The oil industry has touted this process as win-win — more efficient extraction and reduced emissions. Some research suggests that the EOR process could store about half of the carbon dioxide used to extract oil. But that means it still emits more CO2 than it captures.

“A carbon removal process can be labelled as ‘net-negative’ when it removes more carbon dioxide than the emissions required to achieve that removal. But in the case of enhanced oil recovery, the extraction of oil is not in service of carbon removal,” said Andrew Bergman, a PhD student in applied physics at Harvard University who contributed to a new book on CO2 removal and is helping develop carbon removal technology.

“Talking about the ‘carbon content’ of oil extracted using enhanced oil recovery obscures the fact that [it’s] a process, very simply, for extracting oil,” said Bergman via email. “Oil itself cannot be net-negative. Oil is oil.”

Rather than assume we can replace other oil extraction with this particular method, Sekera said we should push for public policy measures to reduce the demand for oil.

“We need energy,” she said. “We don’t need fossil fuels to be that source of energy.”

By extending the life of fossil fuels, Sekera worries it will delay the switch to renewable energy. It’s a concern shared by Dale Marshall, national program manager with the organization Environmental Defence.

“Any time a government talks about fossil fuels being some kind of a bridge to a future sustainable world or a stepping stone to dealing with climate change, essentially what that means is we’re going to delay the phasing out of fossil fuels,” said Marshall.

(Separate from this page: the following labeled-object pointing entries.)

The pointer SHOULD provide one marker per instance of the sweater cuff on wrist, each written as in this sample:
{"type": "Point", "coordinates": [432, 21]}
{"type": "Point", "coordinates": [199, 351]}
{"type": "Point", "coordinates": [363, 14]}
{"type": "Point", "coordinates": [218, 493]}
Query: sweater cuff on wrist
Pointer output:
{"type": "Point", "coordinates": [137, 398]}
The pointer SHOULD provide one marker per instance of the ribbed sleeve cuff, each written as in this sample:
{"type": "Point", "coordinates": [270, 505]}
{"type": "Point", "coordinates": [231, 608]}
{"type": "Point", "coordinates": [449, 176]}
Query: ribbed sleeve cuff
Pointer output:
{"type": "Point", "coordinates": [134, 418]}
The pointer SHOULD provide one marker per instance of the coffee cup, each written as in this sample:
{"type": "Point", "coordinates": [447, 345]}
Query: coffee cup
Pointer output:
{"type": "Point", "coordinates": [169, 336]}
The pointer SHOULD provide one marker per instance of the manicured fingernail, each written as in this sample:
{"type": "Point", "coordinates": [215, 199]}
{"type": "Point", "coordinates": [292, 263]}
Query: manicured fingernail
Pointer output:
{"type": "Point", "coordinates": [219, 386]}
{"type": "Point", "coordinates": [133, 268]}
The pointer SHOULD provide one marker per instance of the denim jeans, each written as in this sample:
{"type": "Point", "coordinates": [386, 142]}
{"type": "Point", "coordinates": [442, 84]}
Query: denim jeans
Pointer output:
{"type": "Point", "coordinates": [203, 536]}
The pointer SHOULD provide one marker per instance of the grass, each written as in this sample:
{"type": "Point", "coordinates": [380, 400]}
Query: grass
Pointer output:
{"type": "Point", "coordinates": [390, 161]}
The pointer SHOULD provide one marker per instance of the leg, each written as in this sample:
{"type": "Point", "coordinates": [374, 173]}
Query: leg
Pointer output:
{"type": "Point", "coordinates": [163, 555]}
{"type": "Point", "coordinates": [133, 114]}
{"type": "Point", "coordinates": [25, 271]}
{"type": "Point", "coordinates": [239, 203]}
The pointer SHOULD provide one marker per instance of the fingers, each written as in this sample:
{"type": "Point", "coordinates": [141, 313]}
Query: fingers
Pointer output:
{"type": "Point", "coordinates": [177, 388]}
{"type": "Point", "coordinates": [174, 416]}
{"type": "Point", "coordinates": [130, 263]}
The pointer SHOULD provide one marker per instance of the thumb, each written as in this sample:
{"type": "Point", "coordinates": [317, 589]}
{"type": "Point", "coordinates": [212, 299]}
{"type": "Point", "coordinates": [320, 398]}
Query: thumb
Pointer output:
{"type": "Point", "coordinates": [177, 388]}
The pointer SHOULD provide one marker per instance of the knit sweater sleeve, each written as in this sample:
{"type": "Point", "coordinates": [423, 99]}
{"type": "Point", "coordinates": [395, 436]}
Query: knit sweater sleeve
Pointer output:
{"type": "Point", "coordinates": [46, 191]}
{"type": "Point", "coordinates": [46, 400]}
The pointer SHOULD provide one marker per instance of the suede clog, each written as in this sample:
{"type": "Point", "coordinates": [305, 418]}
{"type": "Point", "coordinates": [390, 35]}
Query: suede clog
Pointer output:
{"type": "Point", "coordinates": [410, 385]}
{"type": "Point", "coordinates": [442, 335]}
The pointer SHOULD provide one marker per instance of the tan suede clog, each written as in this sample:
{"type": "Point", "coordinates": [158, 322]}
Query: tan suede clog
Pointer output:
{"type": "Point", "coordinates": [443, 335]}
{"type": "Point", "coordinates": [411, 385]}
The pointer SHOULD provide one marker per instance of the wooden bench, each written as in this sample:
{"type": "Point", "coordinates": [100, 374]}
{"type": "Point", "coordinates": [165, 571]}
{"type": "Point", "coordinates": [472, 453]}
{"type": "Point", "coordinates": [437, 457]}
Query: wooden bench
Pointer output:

Direct air capture technologies that filter carbon dioxide from the atmosphere have been demonstrated at a small scale — including ClimeWorks in Switzerland and Carbon Engineering in B.C. (see photo above). But they would require massive amounts of renewable energy in order to take more emissions out of the atmosphere than they emit.

Some suggest that while we need to quickly shift to renewable energy, we should also think about how carbon removal, like direct air capture, could fit into the larger emissions-reduction picture.

“Fossil fuel companies [being] involved in carbon removal is controversial,” said Shuchi Talati, a senior policy advisor with Carbon 180, a D.C.-based NGO. While she acknowledged that this sort of technology may be important in the interim, she said “the public should benefit from [carbon capture] technology.”

Talati said regulation and transparency of carbon capture would allow governments to procure carbon storage as a public service.

“In my ideal future, none of this carbon would be going towards enhancing the [oil] recovery,” she said. “It would be stored underground. And that’s really how you benefit from that captured carbon — when you permanently lock it away, whether it’s underground or in materials like concrete. I think using it for [oil] recovery is not a way that the public can profit from those actions.”